Mis amigos optimistas dicen que es esta una gran oportunidad y mis amigos pesimistas temen que esta gran oportunidad se vuelva a desperdiciar, pues ahora los nuevos agentes políticos no tienen miedo como tuvieron aquellos de la Transición a repetir los horrores de la guerra civil, sino que están encantados de haberse conocido, especialmente los partidos llamados emergentes y muy especialmente este conjunto de agrupaciones que incluye a Podemos, cuyo discurso y coherencia política es una verdadera incógnita que necesita pasar por el hervor de la realidad para convertirse en una opción políticamente fiable. Y es a este encantamiento a lo que algunos de estos viejos pesimistas tienen miedo. Miedo a entrar en una vorágine política que no seamos capaces de controlar. Por mucho que se empeñen los nuevos augures, no será posible construir un nuevo modelo político sin garantizar el estado de derecho, lo que exige alguna forma de continuidad histórica, como no será posible garantizar esta con la permanente amenaza de separación de Cataluña a cuyos independentistas no bastará con seducir, como si la relación política fuese un juego erótico de serie B.

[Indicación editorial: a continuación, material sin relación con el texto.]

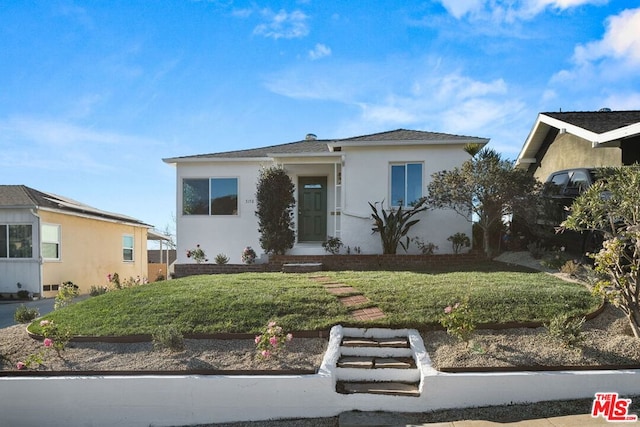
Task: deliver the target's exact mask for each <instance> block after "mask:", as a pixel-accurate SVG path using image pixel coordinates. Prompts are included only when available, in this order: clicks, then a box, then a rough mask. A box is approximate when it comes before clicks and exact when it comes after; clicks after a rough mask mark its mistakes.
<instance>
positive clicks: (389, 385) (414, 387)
mask: <svg viewBox="0 0 640 427" xmlns="http://www.w3.org/2000/svg"><path fill="white" fill-rule="evenodd" d="M336 391H337V392H338V393H341V394H362V393H365V394H383V395H388V396H408V397H419V396H420V389H419V386H418V384H417V383H401V382H386V381H385V382H350V381H339V382H338V383H337V384H336Z"/></svg>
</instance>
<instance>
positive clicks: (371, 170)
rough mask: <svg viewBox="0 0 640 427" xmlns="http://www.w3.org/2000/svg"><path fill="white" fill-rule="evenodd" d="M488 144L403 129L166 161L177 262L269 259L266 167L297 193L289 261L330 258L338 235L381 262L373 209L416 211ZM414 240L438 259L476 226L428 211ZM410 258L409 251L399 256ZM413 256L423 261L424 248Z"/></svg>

Es por todo esto que mis amigos pesimistas, muchos de ellos con una larga tradición cultural de izquierdas, creen, sin estar seguros, que la mejor de entre todas las malas opciones posibles sería en este momento una gran coalición entre el Partido Popular, el Partido Socialista y Ciudadanos, en la que estos dos partidos, especialmente el PSOE, pusiera las condiciones necesarias para que parte de su programa pudiese llevarse a cabo, lo que impediría que se viese como una derrota sino, por el contrario, como un ejercicio de generosidad y de pragmatismo político, dos virtudes que por escasas en nuestro país son muy esperadas.

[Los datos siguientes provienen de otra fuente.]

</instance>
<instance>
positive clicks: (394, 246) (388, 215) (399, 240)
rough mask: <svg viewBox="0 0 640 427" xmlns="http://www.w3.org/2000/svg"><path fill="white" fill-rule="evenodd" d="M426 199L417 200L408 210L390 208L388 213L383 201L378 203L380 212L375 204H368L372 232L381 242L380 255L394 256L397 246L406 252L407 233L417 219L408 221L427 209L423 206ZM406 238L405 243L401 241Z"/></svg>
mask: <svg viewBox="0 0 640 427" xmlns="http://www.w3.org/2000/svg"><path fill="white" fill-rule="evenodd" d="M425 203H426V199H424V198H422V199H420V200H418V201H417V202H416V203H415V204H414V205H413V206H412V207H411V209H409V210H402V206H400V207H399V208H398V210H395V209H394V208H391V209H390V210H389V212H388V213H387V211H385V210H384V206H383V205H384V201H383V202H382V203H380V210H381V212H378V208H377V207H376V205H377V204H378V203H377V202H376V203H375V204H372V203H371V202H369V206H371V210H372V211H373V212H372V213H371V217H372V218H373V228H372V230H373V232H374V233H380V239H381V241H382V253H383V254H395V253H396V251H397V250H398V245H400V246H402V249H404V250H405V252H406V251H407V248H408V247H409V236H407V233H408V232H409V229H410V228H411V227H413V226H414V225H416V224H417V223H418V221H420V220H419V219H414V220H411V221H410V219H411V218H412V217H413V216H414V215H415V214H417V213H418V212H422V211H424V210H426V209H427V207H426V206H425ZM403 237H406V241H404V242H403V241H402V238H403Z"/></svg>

Si así hicieran le costará al PP rechazar la propuesta después de tantos requiebros y zalamerías hacia el PSOE, desde que se vieron los resultados de las elecciones. Sí, este gran acuerdo tendría un alto coste político para el PSOE, se suele decir. Es posible, aunque algunos, entre los que me cuento, lo dudamos, incluso algunos creemos que todo lo contrario. Es más, si tal cosa sucediese, es posible que algunos de mis amigos pesimistas dejaran de serlo y volverían a recuperar la esperanza al ver que en la clase dirigente sobrevive aún, aunque sea residualmente, la vieja noción de patriotismo, que no es solo una emoción de la que con desvergüenza una clase de derecha, rancia y en retirada, tanto ha abusado, sino una cuestión de pragmatismo, esa disposición a anteponer los interés particulares a los generales.